Vt. Stat. tit. 33 § 1827

Current through L. 2024, c. 185.
Section 1827 - Administration; enrollment
(a)
(1) The Agency shall, under an open bidding process, solicit bids from and award contracts to public or private entities for administration of certain elements of Green Mountain Care, such as claims administration and provider relations.
(2) The Agency shall ensure that entities awarded contracts pursuant to this subsection do not have a financial incentive to restrict individuals' access to health services. The Agency may establish performance measures that provide incentives for contractors to provide timely, accurate, transparent, and courteous services to individuals enrolled in Green Mountain Care and to health care professionals.
(3) When considering contract bids pursuant to this subsection, the Agency shall consider the interests of the State relating to the economy, the location of the entity, and the need to maintain and create jobs in Vermont. The Agency may utilize an econometric model to evaluate the net costs of each contract bid.
(b) Nothing in this subchapter shall require an individual with health coverage other than Green Mountain Care to terminate that coverage.

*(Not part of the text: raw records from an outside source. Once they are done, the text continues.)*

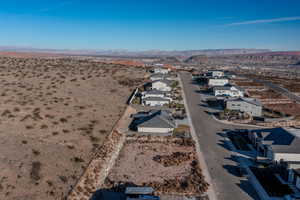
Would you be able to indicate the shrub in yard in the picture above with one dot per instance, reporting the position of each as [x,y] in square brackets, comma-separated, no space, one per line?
[35,170]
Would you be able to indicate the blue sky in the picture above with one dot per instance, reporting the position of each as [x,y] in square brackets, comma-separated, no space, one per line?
[150,24]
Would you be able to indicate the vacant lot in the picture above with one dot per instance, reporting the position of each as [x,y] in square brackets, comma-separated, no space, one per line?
[289,108]
[169,166]
[53,114]
[266,94]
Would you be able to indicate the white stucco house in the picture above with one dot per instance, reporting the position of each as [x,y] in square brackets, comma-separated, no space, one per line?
[278,144]
[155,93]
[155,98]
[154,121]
[162,85]
[155,101]
[215,73]
[155,77]
[250,106]
[229,91]
[161,71]
[217,81]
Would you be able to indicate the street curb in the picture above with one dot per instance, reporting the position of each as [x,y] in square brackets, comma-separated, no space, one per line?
[237,124]
[211,191]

(c) An individual enrolled in Green Mountain Care may elect to maintain supplemental health insurance if the individual so chooses.

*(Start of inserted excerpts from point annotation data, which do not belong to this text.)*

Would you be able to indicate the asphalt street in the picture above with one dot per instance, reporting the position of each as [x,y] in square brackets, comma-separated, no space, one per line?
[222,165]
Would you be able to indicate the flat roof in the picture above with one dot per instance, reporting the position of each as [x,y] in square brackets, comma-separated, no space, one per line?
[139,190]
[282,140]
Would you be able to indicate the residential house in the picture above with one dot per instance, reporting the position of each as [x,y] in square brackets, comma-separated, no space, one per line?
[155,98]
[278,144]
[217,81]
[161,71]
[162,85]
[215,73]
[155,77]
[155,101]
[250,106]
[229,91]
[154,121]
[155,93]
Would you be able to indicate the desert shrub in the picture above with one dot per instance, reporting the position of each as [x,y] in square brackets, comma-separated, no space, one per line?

(d) Except for cost-sharing, Vermonters shall not be billed any additional amount for health services covered by Green Mountain Care.
(e) [Repealed.]
(f) Green Mountain Care shall be the payer of last resort with respect to any health service that may be covered in whole or in part by any other health benefit plan, including Medicare, private health insurance, retiree health benefits, or federal health benefit plans offered by the military or to federal employees.
(g) The Agency may seek a waiver under Section 1115 of the Social Security Act to include Medicaid and under Section 2107(e)(2)(A) of the Social Security Act to include CHIP in Green Mountain Care. If the Agency is unsuccessful in obtaining one or both of these waivers, Green Mountain Care shall be the secondary payer with respect to any health service that may be covered in whole or in part by Title XIX of the Social Security Act (Medicaid) or Title XXI of the Social Security Act (CHIP), as applicable.
(h) Any prescription drug coverage offered by Green Mountain Care shall be consistent with the standards and procedures applicable to the pharmacy best practices and cost control program established in section 1998 of this title.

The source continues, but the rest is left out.